Forests are an integral component of the landscape, and maintaining their functional integrity is fundamental for the sustainability of ecosystems and societies alike. Tools, innovations, and practices, analogous to those developed to improve agricultural production and quantify environmental impacts, are needed to ensure the sustainability of these forested landscapes as well as the ecosystem goods and services they produce. This article introduces ten technical articles on critical ecohydrologic processes, protection and restoration, and the effects of management practices on the hydrology and water quality of forests and forested wetlands, using both monitoring and modeling approaches. Prepared by experts in forest science, forest and agricultural hydrology, and water management, the studies reported in this special collection are concentrated in the Atlantic Coastal plain and focus on forests with shallow water tables. Experimental studies describe the effects of riparian vegetation harvest, human disturbance, and future climatic change on groundwater, the significance of emergent vegetation after harvest, and long-term hydrologic water balance of a managed pine forest. Modeling studies use the SWAT model to predict streamflow dynamics of a less disturbed, coastal forested watershed, and DRAINMOD to determine the impacts of minor silvicultural drainage on wetland hydrology and to improve wetland restoration. Finally, a study describes potential uncertainties associated with infrequent water sampling of nutrient loads from drained forested watersheds.
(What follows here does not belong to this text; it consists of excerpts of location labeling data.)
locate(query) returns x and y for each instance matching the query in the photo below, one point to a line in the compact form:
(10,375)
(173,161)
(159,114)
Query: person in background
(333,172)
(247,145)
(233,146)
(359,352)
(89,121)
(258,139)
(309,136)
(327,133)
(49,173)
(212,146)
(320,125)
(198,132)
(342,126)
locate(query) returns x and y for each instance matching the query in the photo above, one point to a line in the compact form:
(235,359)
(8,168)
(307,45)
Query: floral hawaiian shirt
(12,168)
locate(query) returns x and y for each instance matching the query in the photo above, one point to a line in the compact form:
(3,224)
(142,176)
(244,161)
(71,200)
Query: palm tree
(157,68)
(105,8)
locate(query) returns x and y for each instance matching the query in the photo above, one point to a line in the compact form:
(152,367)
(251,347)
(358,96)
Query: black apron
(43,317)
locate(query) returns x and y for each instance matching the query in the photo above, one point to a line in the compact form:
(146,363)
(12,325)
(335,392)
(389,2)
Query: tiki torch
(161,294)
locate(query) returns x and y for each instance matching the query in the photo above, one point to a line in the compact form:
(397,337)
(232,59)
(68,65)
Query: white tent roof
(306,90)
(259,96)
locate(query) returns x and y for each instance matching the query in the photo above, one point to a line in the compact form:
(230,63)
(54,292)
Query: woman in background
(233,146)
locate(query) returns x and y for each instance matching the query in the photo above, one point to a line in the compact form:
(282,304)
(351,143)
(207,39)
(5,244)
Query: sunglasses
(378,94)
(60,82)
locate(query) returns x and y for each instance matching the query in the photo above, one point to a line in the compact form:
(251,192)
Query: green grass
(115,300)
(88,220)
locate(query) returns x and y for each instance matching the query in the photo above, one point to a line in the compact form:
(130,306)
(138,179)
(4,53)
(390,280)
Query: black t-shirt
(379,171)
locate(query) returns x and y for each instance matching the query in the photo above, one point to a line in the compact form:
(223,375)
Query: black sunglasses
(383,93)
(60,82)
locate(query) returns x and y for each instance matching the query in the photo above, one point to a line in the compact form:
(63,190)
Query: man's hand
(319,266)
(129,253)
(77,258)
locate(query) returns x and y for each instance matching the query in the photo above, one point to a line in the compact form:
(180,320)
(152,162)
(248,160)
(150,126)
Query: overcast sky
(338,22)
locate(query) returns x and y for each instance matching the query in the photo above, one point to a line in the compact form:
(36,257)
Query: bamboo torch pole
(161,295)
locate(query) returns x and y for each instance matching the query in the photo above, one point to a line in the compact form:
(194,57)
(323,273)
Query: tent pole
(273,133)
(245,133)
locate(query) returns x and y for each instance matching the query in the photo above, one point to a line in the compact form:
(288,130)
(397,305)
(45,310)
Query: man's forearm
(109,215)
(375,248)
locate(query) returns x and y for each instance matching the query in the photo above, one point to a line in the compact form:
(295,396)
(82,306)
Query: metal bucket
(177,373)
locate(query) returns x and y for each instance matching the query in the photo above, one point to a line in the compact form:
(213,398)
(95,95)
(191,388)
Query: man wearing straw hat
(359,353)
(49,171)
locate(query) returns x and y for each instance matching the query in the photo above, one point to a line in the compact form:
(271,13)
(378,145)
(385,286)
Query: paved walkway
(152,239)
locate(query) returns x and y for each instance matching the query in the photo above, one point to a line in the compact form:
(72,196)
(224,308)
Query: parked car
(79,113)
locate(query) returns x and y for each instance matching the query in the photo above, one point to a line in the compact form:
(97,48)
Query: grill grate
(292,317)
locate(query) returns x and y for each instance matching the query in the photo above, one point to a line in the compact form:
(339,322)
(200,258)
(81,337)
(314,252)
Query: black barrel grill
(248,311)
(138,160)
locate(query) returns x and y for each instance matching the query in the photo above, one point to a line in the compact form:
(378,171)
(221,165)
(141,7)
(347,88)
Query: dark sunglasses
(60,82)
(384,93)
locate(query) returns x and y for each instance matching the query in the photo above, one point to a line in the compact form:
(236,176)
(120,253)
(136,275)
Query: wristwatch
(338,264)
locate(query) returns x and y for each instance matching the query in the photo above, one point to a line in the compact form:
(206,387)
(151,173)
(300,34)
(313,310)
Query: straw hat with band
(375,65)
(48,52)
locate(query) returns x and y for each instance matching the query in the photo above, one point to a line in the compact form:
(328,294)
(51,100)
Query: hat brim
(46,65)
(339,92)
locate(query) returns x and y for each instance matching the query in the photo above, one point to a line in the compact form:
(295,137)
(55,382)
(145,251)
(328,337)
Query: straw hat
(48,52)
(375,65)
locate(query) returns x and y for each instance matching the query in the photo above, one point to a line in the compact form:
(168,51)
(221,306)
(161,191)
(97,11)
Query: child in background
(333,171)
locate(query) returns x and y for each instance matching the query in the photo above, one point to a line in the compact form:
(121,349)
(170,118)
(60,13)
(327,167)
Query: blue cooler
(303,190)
This introductory article summarizes these studies of shallow water table forests and relates them to the broader field of forest hydrology, including its challenges and opportunities, while identifying pressing issues of land use and climate change. The results from these studies should help guide management and restoration of forest wetland ecosystems and direct future forest hydrologic research, including research in large prior converted agricultural landscapes.